Print the CLV results

Description

Print the CLV results

Usage

## S3 method for class 'clv'
print(x, ...)

Arguments

x

an object of class clv

...

further arguments passed to or from other methods

See Also

CLV


Print the CLV3W results

Description

Print the CLV3W results

Usage

## S3 method for class 'clv3w'
print(x, ...)

Arguments

x

an object of class clv3w

...

Additional arguments passed on to the real print.

See Also

CLV3W, CLV3W_kmeans


Print the LCLV results

Description

Print the LCLV results

Usage

## S3 method for class 'lclv'
print(x, ...)

Arguments

x

an object of class lclv

...

further arguments passed to or from other methods

See Also

LCLV


Standardization of the qualitative variables

Description

pretreatment of qualitative variables

Usage

stand_quali(X.quali, metric = "chisq")

Arguments

X.quali

: a factor or a data frame with several factors

metric

: the metric to be used, i.e. each category is weighted by the inverse of the square-root of its relative frequency

Value

Xdisj.sd : a standardized matrix with as many columns as categories associated with the qualitative variables.


summary and description of the clusters of variables

Description

This function provides the list of the variables within each group and complementary informations. Users will be asked to specify the number of clusters,

Usage

## S3 method for class 'clv'
summary(object, K = NULL, ...)

Arguments

object

: result of CLV() or CLV_kmeans()

K

: the number of clusters (unless if CLV_kmeans was used)

...

further arguments passed to or from other methods

Details

The ouputs include :

  • the size of the groups,

  • the list of the variables within each group. FFor each cluster, the correlation of the each variable with its group latent component and the correlation with the next neighbouring group latent component are given.

  • the proportion of the variance within each group explained by its latent variable,

  • the proportion of the whole dataset account by the group latent variables

  • the matrix of correlation between the latent variables.


Summary and description of the clusters of (mode 2) variables associated with CLV3W or CLV3W_kmeans

Description

This function provides the list of the variables within each group and complementary informations.

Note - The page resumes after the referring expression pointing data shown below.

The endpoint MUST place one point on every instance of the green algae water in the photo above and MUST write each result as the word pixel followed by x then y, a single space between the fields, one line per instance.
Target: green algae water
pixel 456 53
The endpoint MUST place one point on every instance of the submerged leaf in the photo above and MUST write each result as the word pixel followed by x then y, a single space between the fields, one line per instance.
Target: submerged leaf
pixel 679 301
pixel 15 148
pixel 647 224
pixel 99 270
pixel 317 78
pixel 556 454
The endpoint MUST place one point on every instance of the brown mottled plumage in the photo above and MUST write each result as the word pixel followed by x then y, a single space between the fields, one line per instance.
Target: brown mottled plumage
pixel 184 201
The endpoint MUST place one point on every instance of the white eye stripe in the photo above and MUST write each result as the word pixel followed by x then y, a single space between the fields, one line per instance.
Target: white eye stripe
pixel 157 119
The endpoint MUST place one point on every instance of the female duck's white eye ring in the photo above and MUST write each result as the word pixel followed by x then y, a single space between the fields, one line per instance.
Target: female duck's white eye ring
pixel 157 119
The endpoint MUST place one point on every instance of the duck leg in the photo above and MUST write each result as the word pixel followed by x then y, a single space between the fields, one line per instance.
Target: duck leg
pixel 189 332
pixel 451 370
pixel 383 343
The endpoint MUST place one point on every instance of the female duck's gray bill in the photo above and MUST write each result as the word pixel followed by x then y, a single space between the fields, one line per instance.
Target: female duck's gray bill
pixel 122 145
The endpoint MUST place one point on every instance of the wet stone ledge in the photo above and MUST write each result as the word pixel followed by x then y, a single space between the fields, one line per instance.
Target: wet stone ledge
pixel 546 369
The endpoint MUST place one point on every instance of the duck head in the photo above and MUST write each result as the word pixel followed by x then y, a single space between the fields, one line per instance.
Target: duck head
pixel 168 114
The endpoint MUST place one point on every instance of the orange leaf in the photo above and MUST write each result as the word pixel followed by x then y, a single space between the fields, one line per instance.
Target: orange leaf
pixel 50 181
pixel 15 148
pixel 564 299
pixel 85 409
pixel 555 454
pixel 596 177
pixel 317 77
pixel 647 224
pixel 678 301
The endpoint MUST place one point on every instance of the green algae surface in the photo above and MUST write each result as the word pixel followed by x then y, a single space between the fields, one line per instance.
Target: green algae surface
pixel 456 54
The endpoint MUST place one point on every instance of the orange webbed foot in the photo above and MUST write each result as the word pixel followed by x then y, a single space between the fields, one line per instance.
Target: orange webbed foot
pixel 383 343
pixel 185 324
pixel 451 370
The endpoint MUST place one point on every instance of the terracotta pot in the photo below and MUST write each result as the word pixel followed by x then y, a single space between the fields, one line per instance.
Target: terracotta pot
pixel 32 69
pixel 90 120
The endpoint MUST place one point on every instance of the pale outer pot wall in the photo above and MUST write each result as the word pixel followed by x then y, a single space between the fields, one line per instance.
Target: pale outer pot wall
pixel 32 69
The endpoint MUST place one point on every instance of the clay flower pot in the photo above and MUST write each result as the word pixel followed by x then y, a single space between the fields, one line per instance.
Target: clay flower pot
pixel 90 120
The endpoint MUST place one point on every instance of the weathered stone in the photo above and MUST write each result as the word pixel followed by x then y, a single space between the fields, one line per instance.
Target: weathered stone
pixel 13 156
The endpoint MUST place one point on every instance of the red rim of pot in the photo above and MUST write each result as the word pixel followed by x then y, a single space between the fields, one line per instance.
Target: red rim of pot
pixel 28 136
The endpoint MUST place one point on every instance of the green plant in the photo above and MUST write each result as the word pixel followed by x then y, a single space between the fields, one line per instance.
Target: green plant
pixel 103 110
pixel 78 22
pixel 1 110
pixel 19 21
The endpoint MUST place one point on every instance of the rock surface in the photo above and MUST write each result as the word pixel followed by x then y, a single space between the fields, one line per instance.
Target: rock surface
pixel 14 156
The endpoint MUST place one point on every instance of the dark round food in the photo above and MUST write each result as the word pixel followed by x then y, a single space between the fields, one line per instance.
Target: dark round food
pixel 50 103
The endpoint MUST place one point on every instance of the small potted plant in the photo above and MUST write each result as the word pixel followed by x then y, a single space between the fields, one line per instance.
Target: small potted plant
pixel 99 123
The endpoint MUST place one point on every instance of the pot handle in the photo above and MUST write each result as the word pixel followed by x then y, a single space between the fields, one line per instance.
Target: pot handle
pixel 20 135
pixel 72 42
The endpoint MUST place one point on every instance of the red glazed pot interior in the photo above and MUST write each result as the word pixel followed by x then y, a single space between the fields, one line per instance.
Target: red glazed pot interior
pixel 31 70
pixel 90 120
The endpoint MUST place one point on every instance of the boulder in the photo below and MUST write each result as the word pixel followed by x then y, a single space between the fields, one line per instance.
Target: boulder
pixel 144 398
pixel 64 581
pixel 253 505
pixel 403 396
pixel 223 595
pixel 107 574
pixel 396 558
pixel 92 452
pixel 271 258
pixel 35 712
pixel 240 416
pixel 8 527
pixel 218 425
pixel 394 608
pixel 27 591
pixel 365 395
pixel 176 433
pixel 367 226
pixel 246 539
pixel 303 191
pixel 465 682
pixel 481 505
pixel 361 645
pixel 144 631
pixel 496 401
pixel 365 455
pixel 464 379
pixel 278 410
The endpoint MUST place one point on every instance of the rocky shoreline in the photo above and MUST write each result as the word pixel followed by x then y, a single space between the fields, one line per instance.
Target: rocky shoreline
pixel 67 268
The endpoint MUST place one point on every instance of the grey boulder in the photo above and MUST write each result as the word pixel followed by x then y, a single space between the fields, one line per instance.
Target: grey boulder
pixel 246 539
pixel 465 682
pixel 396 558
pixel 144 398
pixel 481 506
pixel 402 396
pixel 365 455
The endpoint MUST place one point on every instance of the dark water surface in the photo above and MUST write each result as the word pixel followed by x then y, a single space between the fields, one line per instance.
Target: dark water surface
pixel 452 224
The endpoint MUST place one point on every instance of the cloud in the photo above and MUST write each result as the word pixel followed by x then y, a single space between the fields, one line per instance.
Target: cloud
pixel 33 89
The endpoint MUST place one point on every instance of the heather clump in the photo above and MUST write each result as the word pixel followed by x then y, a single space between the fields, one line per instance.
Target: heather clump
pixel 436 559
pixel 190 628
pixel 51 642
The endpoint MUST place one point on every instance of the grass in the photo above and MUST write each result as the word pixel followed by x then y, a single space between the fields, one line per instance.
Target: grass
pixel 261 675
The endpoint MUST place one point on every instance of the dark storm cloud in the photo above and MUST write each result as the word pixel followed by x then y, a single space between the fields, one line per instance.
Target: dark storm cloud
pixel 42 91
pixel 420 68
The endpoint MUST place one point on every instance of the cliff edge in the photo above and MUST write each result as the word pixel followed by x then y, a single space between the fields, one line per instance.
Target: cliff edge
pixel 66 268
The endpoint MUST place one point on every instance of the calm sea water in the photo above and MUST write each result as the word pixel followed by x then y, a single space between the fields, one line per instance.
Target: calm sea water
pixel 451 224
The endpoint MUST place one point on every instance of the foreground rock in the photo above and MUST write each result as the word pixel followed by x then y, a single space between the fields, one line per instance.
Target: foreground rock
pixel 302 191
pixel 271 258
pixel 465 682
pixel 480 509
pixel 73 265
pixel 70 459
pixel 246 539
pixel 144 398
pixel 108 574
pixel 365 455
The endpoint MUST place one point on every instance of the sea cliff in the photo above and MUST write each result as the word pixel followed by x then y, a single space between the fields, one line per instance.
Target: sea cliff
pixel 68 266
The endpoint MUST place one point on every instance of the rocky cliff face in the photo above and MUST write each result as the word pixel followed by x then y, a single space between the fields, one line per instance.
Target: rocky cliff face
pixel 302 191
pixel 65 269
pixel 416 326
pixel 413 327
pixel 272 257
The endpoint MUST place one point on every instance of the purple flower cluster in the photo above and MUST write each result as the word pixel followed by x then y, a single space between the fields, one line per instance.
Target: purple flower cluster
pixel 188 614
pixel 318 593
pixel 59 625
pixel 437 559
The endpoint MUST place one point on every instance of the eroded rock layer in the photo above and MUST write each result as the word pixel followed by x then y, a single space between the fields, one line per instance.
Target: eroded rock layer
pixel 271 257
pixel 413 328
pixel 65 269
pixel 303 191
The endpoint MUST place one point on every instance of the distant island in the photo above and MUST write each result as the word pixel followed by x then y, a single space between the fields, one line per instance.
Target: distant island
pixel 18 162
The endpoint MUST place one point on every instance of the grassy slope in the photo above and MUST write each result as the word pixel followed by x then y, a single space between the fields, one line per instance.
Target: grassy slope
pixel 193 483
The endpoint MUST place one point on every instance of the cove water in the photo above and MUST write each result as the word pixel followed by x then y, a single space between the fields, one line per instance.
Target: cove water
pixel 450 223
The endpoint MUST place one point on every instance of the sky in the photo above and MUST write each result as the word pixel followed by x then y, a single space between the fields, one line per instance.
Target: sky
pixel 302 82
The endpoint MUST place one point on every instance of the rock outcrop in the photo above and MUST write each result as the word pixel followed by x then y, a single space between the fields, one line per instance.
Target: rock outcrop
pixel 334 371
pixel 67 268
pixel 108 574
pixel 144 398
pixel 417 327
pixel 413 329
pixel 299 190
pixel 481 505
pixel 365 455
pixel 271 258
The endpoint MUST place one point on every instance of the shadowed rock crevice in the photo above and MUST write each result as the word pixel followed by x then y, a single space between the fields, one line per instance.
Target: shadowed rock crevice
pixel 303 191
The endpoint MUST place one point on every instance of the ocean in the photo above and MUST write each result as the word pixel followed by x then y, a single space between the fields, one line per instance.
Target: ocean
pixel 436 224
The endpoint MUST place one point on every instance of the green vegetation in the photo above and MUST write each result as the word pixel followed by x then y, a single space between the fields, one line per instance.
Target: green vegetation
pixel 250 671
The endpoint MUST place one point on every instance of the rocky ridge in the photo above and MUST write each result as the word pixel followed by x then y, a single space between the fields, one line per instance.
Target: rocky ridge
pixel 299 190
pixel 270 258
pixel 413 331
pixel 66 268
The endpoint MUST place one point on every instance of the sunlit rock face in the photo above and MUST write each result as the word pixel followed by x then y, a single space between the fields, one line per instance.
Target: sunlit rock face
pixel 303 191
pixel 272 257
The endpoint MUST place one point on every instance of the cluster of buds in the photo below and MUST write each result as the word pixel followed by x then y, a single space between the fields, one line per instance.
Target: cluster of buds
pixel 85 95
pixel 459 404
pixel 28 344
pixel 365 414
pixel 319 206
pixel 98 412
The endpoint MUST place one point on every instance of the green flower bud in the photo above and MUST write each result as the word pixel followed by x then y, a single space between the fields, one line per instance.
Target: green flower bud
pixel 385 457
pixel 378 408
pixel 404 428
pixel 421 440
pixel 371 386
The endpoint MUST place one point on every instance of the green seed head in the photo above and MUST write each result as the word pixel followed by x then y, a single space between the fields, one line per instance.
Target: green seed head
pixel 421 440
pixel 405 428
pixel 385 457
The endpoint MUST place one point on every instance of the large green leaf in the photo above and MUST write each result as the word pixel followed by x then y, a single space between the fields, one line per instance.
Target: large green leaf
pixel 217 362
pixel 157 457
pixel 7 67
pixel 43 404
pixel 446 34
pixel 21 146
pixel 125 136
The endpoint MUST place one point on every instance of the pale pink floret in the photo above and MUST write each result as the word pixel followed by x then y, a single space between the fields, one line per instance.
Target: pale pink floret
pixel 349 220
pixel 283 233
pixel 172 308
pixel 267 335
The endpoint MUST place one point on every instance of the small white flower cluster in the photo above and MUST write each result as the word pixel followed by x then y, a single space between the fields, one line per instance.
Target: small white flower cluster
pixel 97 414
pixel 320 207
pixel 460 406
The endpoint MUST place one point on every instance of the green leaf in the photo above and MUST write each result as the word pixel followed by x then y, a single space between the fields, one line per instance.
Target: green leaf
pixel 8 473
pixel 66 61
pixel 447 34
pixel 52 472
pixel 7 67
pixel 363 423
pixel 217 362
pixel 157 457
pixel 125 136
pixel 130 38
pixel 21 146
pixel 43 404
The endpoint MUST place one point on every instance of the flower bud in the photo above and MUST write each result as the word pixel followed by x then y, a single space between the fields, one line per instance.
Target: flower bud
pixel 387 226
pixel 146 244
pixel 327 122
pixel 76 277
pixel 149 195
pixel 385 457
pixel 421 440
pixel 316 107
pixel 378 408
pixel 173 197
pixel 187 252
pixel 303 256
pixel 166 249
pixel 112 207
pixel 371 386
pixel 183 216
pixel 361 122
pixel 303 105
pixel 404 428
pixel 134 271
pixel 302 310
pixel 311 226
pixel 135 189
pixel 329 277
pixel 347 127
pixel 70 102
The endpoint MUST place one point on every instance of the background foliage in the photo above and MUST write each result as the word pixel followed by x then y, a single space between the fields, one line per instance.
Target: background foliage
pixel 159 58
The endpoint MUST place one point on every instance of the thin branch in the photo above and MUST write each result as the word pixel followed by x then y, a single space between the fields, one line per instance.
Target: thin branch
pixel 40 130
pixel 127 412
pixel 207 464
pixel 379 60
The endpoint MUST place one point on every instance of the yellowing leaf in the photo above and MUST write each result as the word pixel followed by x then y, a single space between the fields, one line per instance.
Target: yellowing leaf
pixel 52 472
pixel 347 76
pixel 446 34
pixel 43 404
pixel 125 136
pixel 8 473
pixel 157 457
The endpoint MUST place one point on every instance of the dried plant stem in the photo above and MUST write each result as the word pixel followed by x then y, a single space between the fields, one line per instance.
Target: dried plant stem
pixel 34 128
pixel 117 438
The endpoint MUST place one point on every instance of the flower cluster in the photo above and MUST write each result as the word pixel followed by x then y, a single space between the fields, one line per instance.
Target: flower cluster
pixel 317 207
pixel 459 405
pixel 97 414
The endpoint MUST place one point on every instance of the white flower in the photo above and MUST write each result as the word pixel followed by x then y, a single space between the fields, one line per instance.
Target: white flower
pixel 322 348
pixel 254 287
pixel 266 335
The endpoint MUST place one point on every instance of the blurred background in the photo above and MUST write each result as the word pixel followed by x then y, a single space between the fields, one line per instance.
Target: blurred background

Users will be asked to specify the number of clusters,

Usage

## S3 method for class 'clv3w'
summary(object, K = NULL, ...)

Arguments

object

: result of CLV3W() or CLV3W_kmeans()

K

: the number of clusters (unless if CLV3W_kmeans was used)

...

Additional arguments passed on to the real summary.

Details

The ouputs include :

  • the size of the groups,

  • the proportion of the variance within each group explained by its latent variable,

  • the proportion of the whole dataset accounted by the group latent variables

  • the latent components (mode 1) associated to the various groups,

  • the weights (mode 3) associated to the various groups,

  • the list of the variables within each group. For each cluster, the loading (mode 2) of the variable is given together with the correlation of the block component with its group latent component and the correlation with the next neighbouring group latent component are given.

  • the matrix of correlation between the latent variables.